C’è di più. In queste ore è in agenda all’Ars la votazione sul consigliere supplente, perché Alessandro Anello e Fabrizio Ferrandelli sono sia consiglieri sia assessori. In predicato di entrare in consiglio, Igor Gelarda (primo dei non eletti nella Lega, ma oggi vicino a Controcorrente di Ismaele La Vardera) e Cesare Mattaliano, che però è già schierato con il movimento dell’assessore capitolino Alessandro Onorato, il Progetto Civico Italia che ha tra i suoi pezzi di riferimento Carmelo Miceli. Due (almeno ptenzialmente) di opposizione, dunque, anche se Anello, nel caso di Gelarda, avrebbe rivelato ai suoi che lo inviterebbe a non lasciare i ranghi leghisti. Una possibile arma di persuasione è la possibilità di scalzare comunque Gelarda in qualsiasi momento, tornando a vestire i panni di consigliere. Si verrebbe a capo, a margine, anche dell’immobilità della settima commissione, presieduta da Pasquale Terrani, della quale fanno parte i lungo-assenti Fabrizio Ferrandelli e lo stesso Scarpinato.
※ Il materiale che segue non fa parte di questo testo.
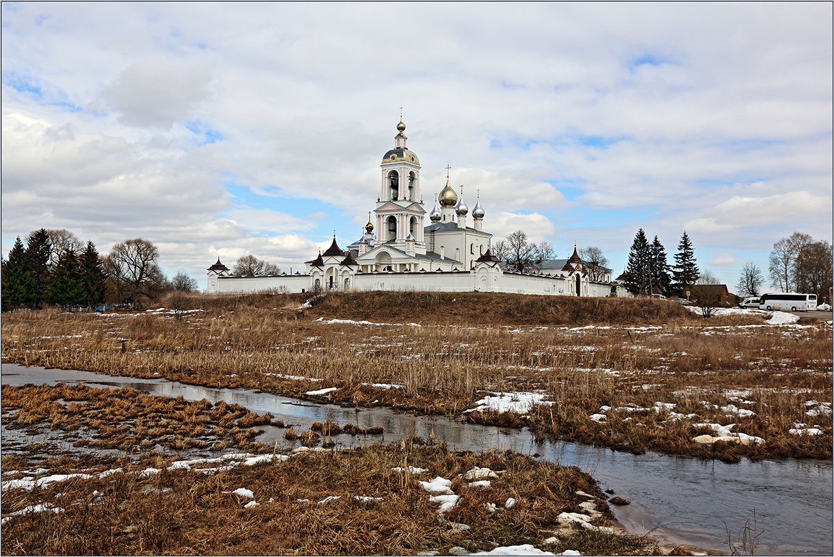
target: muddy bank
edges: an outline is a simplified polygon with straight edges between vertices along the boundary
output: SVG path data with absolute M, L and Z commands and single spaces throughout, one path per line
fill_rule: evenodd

E il resto della pattuglia Dc a sala Martorana? Salvo Imperiale, legato da amicizia e storia con Cuffaro, non lascerà la barca, come pure Giovanna Rappa. Quelli che sembrano avere meno fretta di vedere come finisce, sono i forzisti storici dell’ex assessore Mineo e di Pantò. Loro, una casa ce l’hanno, oltre a un trend di radicamento positivo, in città come in provincia. A proposito di provincia ed ex forzisti, cominciano a contarsi le defezioni, stavolta verso Forza Italia. Del mese scorso, il post con il quale Giuseppe Eusebio D’Alì, già portavoce nazionale Dc, entra in Grande Sicilia con il motto «Dove c’è Miccichè, c’è casa».